One of the main takeaways of the work, Uhlén suggested, is the breadth of genes and proteins that are prognostic for cancer. The researchers found that some 10,000 of the roughly 20,000 protein-coding genes in human were prognostic in at least one of the cancer types. Many of these genes are involved in functions like mitosis and regulation of apoptosis, he said, noting that "this makes sense because we know that a lot of cancers are widely proliferating cells."

Among the down-regulated prognostic genes are many tissue-specific molecules, which Uhlén noted also fits into existing understandings of cancer and in particular the observation by pathologists that the more de-differentiated a cancer is the more aggressive it is likely to be.

More than presenting any firm conclusions, though, the study presents researchers with a resource they can use to explore potential biomarkers and drug targets more deeply. The fact that 10,000 genes are prognostic for one of the 17 cancers is interesting but not particularly useful from a clinical perspective, Uhlén noted.

"Oncologists and pathologists are not very impressed by prognostic genes because they are only statistical," he said. "You can have a bad gene and survive very well, and you can have a good gene and not survive."

What is needed going forward is more detailed study of specific cancers and questions to identify sets of molecules that can consistently predict outcomes in large group of patients. More investigation into the effects of different therapies is also need, Uhlén said, noting that he and his colleagues did not have treatment information for the patient samples they used to build the database.

"So, now it would be very nice to move to better stratified or better quality patient material where we also know how they were treated," he said. "We are only scratching the surface right now."

The pathology atlas is a "knowledge base" that takes the vast amounts of data present in the TCGA and HPA datasets and presents it in a form more accessible to the average cancer researcher, Uhlén suggested. "Pathologists understand Kaplan-Meier plots and so on.

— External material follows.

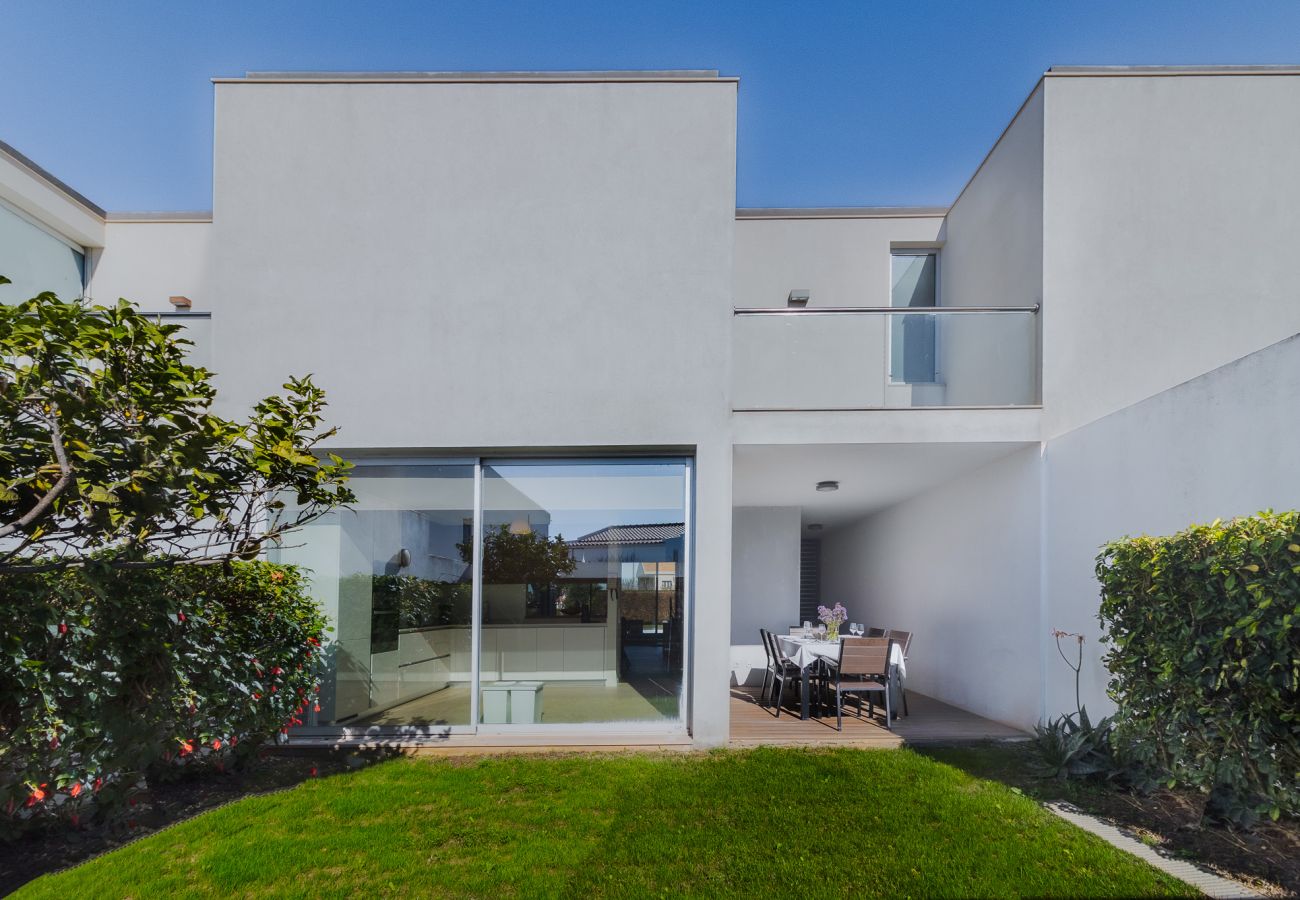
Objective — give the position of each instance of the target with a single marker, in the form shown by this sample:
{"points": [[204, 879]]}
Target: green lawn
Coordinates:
{"points": [[768, 822]]}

So, we show which are [potentially] prognostic genes and now it is up to different groups and research consortia to go into different cancers and validate those."

He added that he also believes the resource will prove useful for discovery of new drug targets, and noted work he and his colleagues did in the paper to identify potential targets in liver cancer.

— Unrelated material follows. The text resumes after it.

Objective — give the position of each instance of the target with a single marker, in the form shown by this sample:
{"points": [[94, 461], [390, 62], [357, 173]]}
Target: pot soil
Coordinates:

For this work they combined the TCGA expression data with a model of cell metabolism developed in Uhlén's lab.

"We have a metabolic model [comprising] 4,000 enzymes, and so we can look at the expression [of each enzyme] and whether it is present or not in a [tumor sample]," he said. "And we can put that into the model, and we can see if they can produce the energy required, because cancers need a lot of energy because they are growing very fast."

Through this analysis they found that many of the enzymes present are redundant. "If you lack an enzyme you will still do fine because the cell will [use] alternative pathways," he said.

However, Uhlén said, a small number of enzymes are essential, meaning they can't be routed around. More interestingly from a therapeutic perspective, a number appear to be redundant in healthy tissue but essential in tumor tissue.

"And those could, of course, be fantastic targets for cancer therapy," he said. "This is one reason we are saying this could be a part of personalized medicine, because we can use next-generation sequencing of these patients, put that data into the model, and then we could say these patients should be treated with this inhibitor and not this one and so on."

Uhlen and his colleagues are now following up their work with more in-depth studies of lung and colorectal cancer, some of which they published in the Science paper, confirming the prognostic potential of several genes at both the mRNA and protein levels.

"We're planning also to do a deeper analysis for other cancers, as well," he said. "But we also hope that this new database will inspire other groups around the world to do that kind of work."